Guardei no Armário: descobrir-se homossexual para um homem negro e ex-evangélico

Samuel apresenta seu livro em evento Samuel...

Samuel apresenta seu livro em evento
Samuel apresenta seu livro em evento

Samuel de Paula Gomes é ativista das causas LGBTs, designer gráfico e toca um projeto chamado “Guardei no Armário”. O projeto é composto por um livro e um canal no Youtube de mesmo nome e se originou devido aos anseios do autor para se entender. Samuel é um jovem paulistano, gay, periférico, negro e ex-evangélico. Seu processo de descobrir-se homossexual perpassou por questões como a pressão exercida pela Igreja e o medo do inferno e foi registrado por ele através de textos em um blogue, que posteriormente se tornou um livro.

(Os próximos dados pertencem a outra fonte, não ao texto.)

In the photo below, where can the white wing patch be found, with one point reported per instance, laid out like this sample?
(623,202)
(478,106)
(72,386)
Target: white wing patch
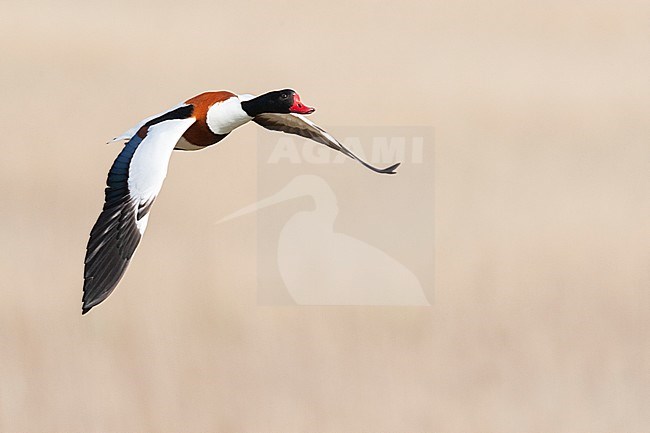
(128,134)
(148,167)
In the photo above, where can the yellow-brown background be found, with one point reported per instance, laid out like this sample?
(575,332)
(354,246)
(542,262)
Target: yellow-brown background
(540,317)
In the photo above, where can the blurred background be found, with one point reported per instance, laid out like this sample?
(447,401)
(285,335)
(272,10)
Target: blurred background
(539,320)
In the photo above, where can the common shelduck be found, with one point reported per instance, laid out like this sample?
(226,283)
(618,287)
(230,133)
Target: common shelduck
(137,174)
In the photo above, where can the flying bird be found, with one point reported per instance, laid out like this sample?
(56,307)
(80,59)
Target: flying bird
(136,176)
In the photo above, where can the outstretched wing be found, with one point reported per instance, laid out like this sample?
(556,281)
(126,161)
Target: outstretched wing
(133,183)
(296,124)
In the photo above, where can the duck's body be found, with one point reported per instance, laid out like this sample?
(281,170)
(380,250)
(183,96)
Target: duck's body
(137,174)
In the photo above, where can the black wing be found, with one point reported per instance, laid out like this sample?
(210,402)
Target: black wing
(299,125)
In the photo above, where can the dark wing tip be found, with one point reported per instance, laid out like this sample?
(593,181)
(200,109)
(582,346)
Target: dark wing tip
(391,169)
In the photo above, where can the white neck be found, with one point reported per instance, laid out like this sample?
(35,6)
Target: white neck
(224,117)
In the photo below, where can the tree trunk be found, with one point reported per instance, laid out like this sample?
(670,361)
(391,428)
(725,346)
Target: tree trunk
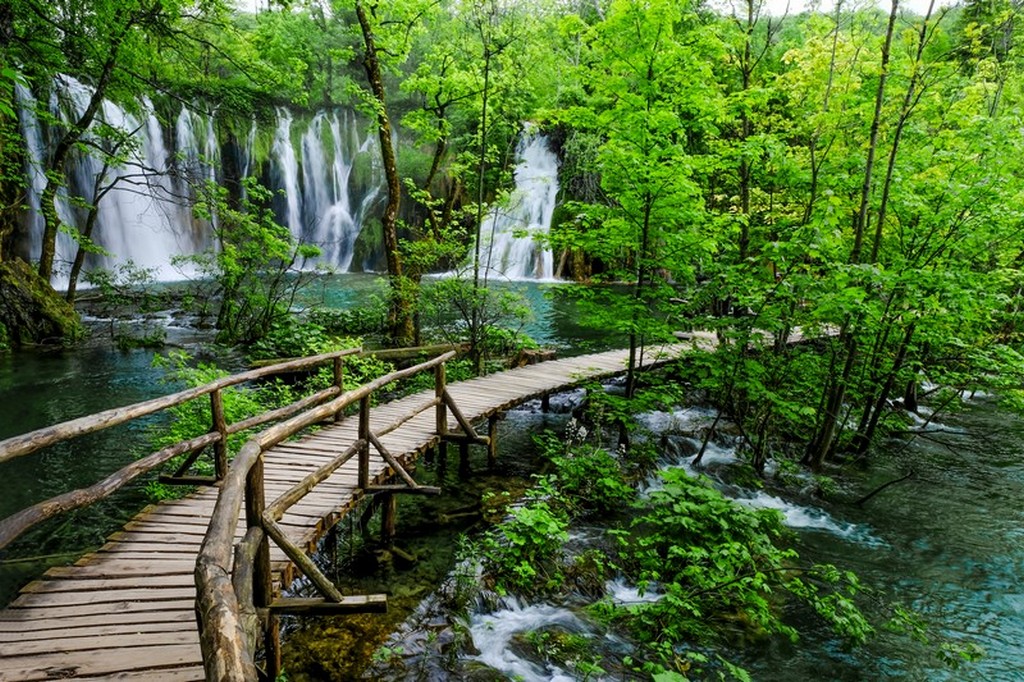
(55,168)
(399,313)
(860,223)
(864,436)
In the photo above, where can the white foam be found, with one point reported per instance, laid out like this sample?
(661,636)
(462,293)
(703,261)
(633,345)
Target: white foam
(687,420)
(810,518)
(493,633)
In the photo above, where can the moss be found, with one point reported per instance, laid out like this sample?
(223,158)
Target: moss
(32,311)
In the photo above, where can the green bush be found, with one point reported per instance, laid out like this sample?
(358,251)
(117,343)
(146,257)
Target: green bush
(523,553)
(719,570)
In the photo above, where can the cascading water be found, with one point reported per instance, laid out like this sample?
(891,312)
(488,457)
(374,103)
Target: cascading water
(138,218)
(287,173)
(335,201)
(326,187)
(509,233)
(327,176)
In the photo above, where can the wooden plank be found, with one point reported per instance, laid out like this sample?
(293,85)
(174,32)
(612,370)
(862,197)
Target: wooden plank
(100,663)
(90,584)
(136,592)
(65,645)
(94,626)
(70,602)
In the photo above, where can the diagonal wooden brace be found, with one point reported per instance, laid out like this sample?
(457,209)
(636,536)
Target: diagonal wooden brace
(393,463)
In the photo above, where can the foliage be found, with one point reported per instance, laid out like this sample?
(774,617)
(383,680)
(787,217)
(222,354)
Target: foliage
(194,418)
(523,553)
(714,561)
(489,320)
(256,264)
(590,479)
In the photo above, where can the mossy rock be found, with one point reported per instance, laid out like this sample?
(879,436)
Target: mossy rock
(368,252)
(32,311)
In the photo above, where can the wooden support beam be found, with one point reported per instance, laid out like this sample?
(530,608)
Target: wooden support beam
(389,517)
(368,603)
(187,480)
(464,469)
(419,489)
(493,439)
(187,462)
(393,463)
(15,524)
(300,489)
(365,437)
(463,422)
(302,560)
(413,414)
(220,427)
(461,438)
(440,415)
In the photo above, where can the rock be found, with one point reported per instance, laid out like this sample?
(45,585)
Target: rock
(31,310)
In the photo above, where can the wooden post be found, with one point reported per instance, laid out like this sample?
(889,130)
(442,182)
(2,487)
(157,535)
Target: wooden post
(365,437)
(493,440)
(464,469)
(389,512)
(262,577)
(220,426)
(339,381)
(440,422)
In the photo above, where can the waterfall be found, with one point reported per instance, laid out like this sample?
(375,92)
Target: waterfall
(508,235)
(288,172)
(333,208)
(325,171)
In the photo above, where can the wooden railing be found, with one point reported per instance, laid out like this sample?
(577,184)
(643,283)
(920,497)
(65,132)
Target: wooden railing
(17,523)
(236,605)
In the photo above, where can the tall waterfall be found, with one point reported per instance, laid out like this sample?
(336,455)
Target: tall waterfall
(336,203)
(508,235)
(325,173)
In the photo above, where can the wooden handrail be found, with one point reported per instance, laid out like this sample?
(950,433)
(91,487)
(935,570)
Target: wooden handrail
(224,611)
(17,523)
(29,442)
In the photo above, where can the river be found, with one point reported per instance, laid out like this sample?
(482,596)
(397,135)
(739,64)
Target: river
(947,543)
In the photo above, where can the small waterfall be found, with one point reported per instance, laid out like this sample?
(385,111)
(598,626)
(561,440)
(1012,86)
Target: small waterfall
(506,250)
(327,176)
(35,152)
(288,173)
(331,151)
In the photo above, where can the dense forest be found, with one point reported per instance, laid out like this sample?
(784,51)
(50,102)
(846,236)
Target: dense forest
(847,178)
(850,174)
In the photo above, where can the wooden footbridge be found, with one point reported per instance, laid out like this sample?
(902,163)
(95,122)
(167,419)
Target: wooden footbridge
(192,589)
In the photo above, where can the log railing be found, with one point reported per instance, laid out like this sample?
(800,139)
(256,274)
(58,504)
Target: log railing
(17,523)
(236,604)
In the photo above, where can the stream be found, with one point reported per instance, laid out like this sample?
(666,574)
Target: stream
(946,543)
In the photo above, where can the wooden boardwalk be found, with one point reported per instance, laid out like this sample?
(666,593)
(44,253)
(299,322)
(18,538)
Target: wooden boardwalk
(127,610)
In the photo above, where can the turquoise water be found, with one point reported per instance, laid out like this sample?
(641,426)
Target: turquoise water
(949,543)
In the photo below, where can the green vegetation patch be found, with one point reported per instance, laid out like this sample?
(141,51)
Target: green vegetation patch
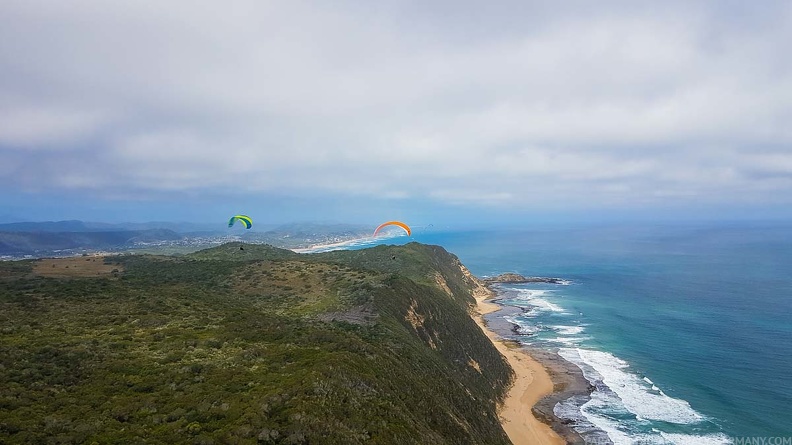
(217,347)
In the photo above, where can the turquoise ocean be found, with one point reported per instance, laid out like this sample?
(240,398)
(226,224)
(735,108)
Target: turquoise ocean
(684,330)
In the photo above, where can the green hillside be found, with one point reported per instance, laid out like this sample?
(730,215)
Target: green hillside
(243,346)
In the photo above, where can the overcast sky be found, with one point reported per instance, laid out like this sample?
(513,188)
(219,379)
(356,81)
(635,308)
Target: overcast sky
(345,111)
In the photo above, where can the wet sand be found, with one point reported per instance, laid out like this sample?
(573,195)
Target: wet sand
(542,379)
(532,382)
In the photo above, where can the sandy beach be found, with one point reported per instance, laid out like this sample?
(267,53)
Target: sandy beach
(532,383)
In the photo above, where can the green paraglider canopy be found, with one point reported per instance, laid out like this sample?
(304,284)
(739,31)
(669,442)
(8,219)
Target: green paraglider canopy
(248,223)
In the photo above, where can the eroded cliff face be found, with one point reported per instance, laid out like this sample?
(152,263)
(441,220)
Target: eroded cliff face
(250,346)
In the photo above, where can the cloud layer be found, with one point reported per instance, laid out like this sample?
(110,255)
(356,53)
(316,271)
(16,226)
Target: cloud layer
(533,103)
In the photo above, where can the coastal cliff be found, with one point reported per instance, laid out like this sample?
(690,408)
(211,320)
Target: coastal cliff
(248,344)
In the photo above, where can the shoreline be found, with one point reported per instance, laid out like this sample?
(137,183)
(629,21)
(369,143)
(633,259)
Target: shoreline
(532,382)
(542,379)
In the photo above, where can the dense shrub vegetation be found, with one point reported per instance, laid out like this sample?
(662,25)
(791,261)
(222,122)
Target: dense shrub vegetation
(259,345)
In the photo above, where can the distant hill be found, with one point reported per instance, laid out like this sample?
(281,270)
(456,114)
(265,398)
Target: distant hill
(247,344)
(48,243)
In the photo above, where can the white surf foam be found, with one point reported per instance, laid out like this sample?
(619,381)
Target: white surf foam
(636,395)
(691,439)
(534,298)
(568,330)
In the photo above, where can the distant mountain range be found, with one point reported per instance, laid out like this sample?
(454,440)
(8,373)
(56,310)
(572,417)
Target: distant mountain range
(65,238)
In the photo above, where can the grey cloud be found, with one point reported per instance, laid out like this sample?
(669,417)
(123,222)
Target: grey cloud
(452,100)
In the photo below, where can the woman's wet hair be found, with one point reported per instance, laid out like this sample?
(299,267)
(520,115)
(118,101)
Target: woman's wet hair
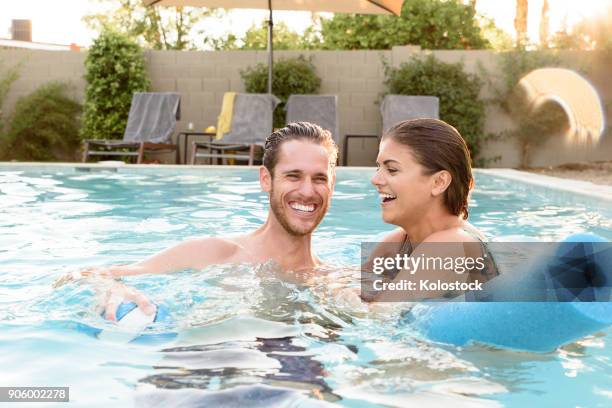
(438,146)
(298,131)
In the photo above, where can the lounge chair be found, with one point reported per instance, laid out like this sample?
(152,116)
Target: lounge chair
(151,122)
(396,108)
(251,124)
(319,109)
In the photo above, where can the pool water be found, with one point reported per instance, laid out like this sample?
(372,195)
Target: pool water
(253,335)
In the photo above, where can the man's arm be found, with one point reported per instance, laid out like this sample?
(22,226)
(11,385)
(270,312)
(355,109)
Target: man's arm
(191,254)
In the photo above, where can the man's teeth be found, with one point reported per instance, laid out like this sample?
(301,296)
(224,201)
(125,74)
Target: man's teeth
(302,207)
(387,196)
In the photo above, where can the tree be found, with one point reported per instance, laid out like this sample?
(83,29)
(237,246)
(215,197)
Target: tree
(520,22)
(593,33)
(544,24)
(115,69)
(432,24)
(160,28)
(256,38)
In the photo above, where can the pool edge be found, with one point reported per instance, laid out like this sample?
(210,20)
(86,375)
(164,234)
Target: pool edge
(583,188)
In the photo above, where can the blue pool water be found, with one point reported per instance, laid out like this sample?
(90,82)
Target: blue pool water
(253,334)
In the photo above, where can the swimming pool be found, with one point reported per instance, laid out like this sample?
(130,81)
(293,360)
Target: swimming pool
(253,334)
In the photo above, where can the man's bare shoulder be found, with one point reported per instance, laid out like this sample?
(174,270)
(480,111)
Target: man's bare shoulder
(212,250)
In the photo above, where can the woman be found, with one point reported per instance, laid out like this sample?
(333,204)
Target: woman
(424,178)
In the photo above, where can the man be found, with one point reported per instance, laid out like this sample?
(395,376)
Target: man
(298,173)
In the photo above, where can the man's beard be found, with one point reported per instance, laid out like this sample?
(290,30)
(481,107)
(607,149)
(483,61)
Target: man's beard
(277,210)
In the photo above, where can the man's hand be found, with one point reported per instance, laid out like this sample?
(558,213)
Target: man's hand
(92,272)
(119,293)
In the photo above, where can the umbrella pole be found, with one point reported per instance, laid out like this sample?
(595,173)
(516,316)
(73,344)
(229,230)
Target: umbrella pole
(270,50)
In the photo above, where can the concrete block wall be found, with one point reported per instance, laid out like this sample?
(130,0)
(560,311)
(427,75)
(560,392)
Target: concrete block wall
(202,77)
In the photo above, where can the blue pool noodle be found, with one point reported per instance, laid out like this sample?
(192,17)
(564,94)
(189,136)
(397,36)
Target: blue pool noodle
(162,314)
(537,326)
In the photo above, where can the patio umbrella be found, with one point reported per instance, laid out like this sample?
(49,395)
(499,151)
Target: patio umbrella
(334,6)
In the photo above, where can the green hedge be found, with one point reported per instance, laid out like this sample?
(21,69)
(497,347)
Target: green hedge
(458,91)
(290,76)
(115,69)
(44,126)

A iniciativa de Samuel com o “Guardei no Armário” é fantástica porque desperta a empatia em quem não vive os conflitos de se descobrir gay numa sociedade homofóbica e excludente e ajuda quem está passando por esse momento e precisa de um apoio. Num país em que a maioria dos escritores no mercado editorial são homens brancos, Samuel resiste como escritor e conta sua história e apresenta ao leitor também a resistência do negro e do periférico. Conheça melhor o projeto e as intenções dele nessa entrevista:

O que te motivou a escrever sobre ser gay, negro, periférico e ex-evangélico num blog e transformar isso posteriormente em um livro? Como foi o processo de escrita?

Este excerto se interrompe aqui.